Without knowing what your program did, it is hard to see what language features caused the difference. In any case, why was Java not a better option than Golang?
Go outputs a statically linked binary that just RUNS. Java needs a quite heavyweight runtime to be installed, that imposes quite a bit of startup overhead. That's just one reason - for short runtime CLI-type utilities it's not in the same ballpark.
Ok, so lets go with your use case. You can run basic java ("hello world") under 3MB with a startup time of about 0.1 second. So that is the true overhead if you really care about tight code. The default values are pretty large. Everything else (memory/startup) is added due to external libraries that are needed and additional memory as the program grows.

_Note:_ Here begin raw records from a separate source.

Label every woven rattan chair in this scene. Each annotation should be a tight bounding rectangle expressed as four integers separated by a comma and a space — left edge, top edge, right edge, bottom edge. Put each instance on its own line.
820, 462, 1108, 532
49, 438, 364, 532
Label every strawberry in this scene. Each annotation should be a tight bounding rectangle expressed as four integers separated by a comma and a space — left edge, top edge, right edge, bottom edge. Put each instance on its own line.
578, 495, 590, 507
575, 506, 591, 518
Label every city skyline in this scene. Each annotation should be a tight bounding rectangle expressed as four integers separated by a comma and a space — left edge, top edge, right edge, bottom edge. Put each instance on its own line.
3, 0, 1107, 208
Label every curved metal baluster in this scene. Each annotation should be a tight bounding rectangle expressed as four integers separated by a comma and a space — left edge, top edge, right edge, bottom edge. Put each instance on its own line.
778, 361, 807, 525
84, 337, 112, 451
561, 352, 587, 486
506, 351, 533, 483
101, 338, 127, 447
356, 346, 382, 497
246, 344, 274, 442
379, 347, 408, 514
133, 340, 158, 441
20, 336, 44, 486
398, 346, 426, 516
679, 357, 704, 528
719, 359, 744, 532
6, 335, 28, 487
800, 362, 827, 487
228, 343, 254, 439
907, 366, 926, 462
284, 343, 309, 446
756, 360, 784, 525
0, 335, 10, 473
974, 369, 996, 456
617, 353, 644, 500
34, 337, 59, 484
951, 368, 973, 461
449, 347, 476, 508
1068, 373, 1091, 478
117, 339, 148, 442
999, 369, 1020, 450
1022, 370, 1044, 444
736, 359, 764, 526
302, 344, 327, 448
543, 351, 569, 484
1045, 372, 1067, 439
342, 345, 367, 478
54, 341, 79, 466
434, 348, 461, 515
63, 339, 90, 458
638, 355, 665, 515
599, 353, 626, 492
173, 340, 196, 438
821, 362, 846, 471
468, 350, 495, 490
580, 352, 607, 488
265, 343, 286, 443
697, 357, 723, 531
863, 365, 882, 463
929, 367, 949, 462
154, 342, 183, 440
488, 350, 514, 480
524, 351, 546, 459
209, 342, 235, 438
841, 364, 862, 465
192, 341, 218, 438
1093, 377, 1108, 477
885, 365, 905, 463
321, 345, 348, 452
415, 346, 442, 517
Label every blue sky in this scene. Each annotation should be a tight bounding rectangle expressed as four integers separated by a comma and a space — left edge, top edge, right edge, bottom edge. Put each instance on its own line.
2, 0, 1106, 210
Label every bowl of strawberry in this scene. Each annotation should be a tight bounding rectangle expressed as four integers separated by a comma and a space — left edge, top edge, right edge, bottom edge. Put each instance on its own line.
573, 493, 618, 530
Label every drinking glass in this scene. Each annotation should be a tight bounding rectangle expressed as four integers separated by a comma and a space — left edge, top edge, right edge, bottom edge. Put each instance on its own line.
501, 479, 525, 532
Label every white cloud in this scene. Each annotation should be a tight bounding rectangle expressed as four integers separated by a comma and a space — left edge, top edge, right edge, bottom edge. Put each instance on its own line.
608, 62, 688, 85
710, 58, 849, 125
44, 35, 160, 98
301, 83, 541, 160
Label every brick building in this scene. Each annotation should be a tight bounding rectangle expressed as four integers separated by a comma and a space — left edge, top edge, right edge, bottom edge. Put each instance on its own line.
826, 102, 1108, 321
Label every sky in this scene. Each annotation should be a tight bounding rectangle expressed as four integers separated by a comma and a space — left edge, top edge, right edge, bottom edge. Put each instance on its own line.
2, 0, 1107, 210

Given that "kkowalczyk" talked about 10K line programs, what applications are you thinking of that are 10K lines and cannot tolerate a 0.1 second/3 MB overhead. Would you restart java everytime? Note that even a simple helloworld c program has about 0.01second/0.5MB overhead.
I was going to say there's no way java programs boot in 0.1 seconds, but looked it up to be sure. Here's the results on my mac/i7, defaulted to server mode:
$ time java HelloWorld
Hello, world!
real 0m0.101s
Touche. 0.1 seconds is exactly right, at least on my setup. That said, javac is slow given the program is 5 lines of code:
$ time javac HelloWorld.java
real 0m0.511s
user 0m0.833s
sys 0m0.050s
And I'd ventured to guess that there must be something to the JIT being pretty slow for real-world applications, otherwise people wouldn't complain so frequently about it. Maybe aspects of JIT optimizations increase linearly-ish with the amount/complexity of code?

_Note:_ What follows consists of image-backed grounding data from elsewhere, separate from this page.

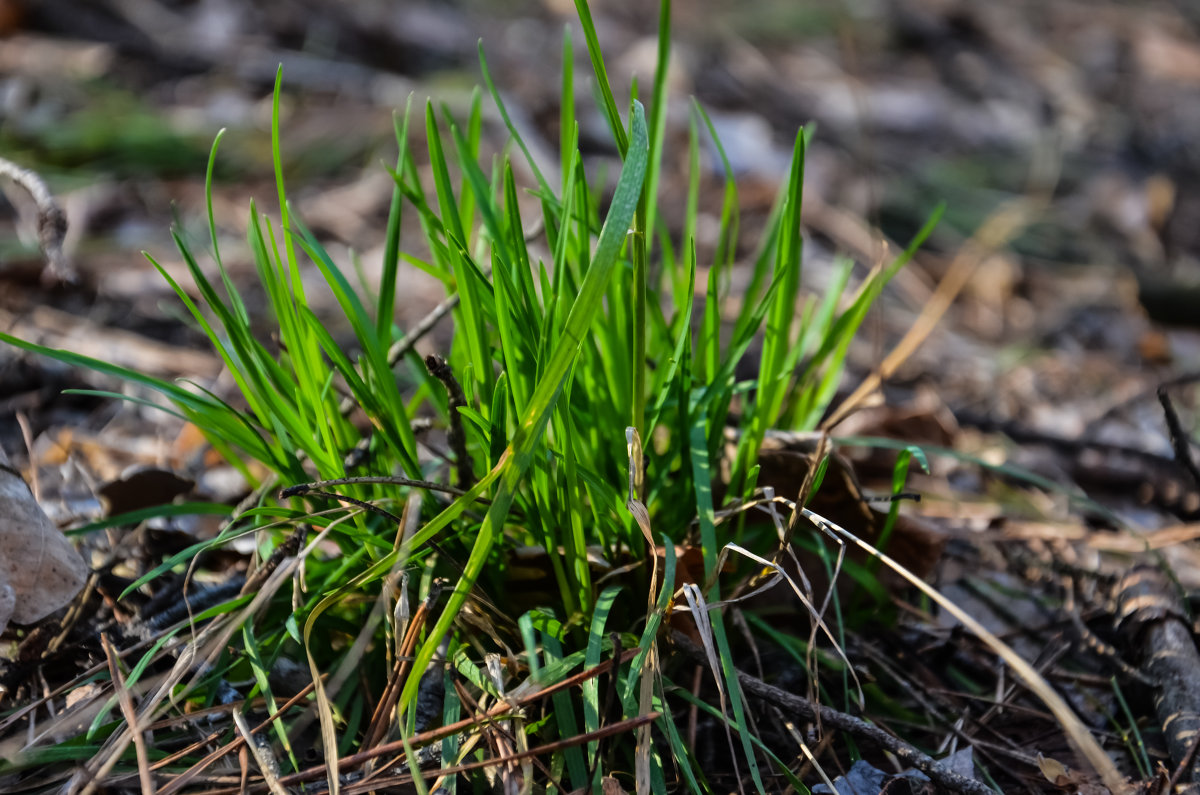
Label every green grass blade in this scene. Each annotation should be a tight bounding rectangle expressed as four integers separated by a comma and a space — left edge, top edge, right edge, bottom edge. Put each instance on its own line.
270, 68, 303, 309
737, 127, 807, 494
560, 28, 575, 198
642, 0, 672, 247
478, 42, 554, 199
573, 0, 629, 157
693, 101, 741, 274
446, 105, 511, 266
377, 96, 414, 339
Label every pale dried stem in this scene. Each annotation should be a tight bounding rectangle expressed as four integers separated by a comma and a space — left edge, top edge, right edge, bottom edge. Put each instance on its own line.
0, 156, 76, 283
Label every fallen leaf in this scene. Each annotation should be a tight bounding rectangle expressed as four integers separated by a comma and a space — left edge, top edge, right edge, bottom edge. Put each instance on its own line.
0, 445, 87, 637
98, 467, 193, 517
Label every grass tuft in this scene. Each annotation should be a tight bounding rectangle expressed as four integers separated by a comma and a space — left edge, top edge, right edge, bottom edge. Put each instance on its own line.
0, 1, 954, 791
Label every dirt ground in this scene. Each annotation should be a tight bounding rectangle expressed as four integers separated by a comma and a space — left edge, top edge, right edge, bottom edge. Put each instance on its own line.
4, 0, 1200, 792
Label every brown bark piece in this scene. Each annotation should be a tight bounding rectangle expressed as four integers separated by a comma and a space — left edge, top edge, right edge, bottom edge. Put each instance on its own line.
0, 445, 87, 635
1116, 565, 1200, 785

FWIW, we went with go at my work instead of java because our application is memory-intensive, and there's huge gains there in go over java.

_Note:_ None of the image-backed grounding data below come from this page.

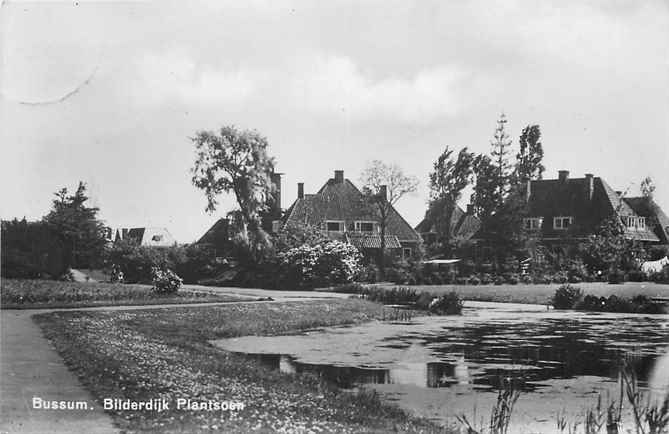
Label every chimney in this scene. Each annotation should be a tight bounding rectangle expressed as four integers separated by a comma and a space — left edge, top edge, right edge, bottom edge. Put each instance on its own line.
525, 179, 532, 203
379, 185, 388, 201
297, 182, 304, 199
466, 204, 474, 214
558, 170, 569, 183
334, 170, 344, 184
270, 172, 282, 212
585, 173, 594, 200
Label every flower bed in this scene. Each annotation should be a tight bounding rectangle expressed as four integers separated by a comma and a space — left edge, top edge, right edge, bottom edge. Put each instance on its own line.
0, 279, 240, 309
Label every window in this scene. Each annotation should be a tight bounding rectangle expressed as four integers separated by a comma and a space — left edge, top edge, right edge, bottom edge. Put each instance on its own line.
354, 221, 377, 233
403, 248, 413, 259
151, 235, 163, 242
553, 216, 573, 230
523, 217, 543, 231
622, 216, 645, 230
325, 221, 345, 232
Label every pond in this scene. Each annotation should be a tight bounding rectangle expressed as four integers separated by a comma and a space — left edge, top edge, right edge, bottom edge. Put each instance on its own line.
211, 301, 669, 433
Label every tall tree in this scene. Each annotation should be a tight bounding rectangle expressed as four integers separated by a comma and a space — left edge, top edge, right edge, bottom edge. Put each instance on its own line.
43, 182, 107, 269
490, 113, 514, 202
191, 125, 276, 263
515, 124, 545, 182
470, 154, 499, 222
428, 146, 475, 202
424, 147, 474, 252
360, 160, 419, 274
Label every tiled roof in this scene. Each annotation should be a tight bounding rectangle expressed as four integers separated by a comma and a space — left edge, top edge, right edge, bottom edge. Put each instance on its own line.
345, 233, 402, 249
415, 203, 480, 241
623, 197, 669, 243
283, 178, 421, 242
454, 213, 482, 240
523, 175, 662, 241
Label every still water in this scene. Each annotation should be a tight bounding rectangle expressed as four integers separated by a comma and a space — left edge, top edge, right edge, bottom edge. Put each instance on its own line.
212, 302, 669, 432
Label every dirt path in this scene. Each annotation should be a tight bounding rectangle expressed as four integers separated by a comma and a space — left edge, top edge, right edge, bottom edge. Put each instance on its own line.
0, 287, 350, 433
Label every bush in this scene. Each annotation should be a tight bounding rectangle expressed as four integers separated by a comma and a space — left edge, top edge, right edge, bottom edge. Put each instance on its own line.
479, 273, 493, 285
626, 269, 648, 282
151, 267, 182, 293
520, 274, 533, 284
277, 241, 363, 290
503, 273, 519, 285
469, 275, 481, 285
552, 284, 583, 309
573, 293, 665, 314
415, 292, 435, 310
552, 271, 569, 284
607, 269, 626, 284
428, 291, 463, 315
493, 276, 504, 285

A program that consists solely of println("Hello, World!"); is pretty stateless and trivial, there's not much that a JIT could do with this.
Somewhat anecdotally, I remember hearing Rich Hickey talking about how the JVM JIT loves stateless code. I'm pretty sure the vast majority of Java code in use is deeply stateful. I don't know how much of a difference this actually makes but it seemed like a relevant data point.
You are off by two orders of magnitude in the C case, at least with my trivial test case of writing hello world, and then a runner program that forks/execs/waitpids 10,000 times.
If you know what crt0.c does, you can see C is also pretty much the asymptote of what you're going to get from program startup, so it's a little silly to make the comparison.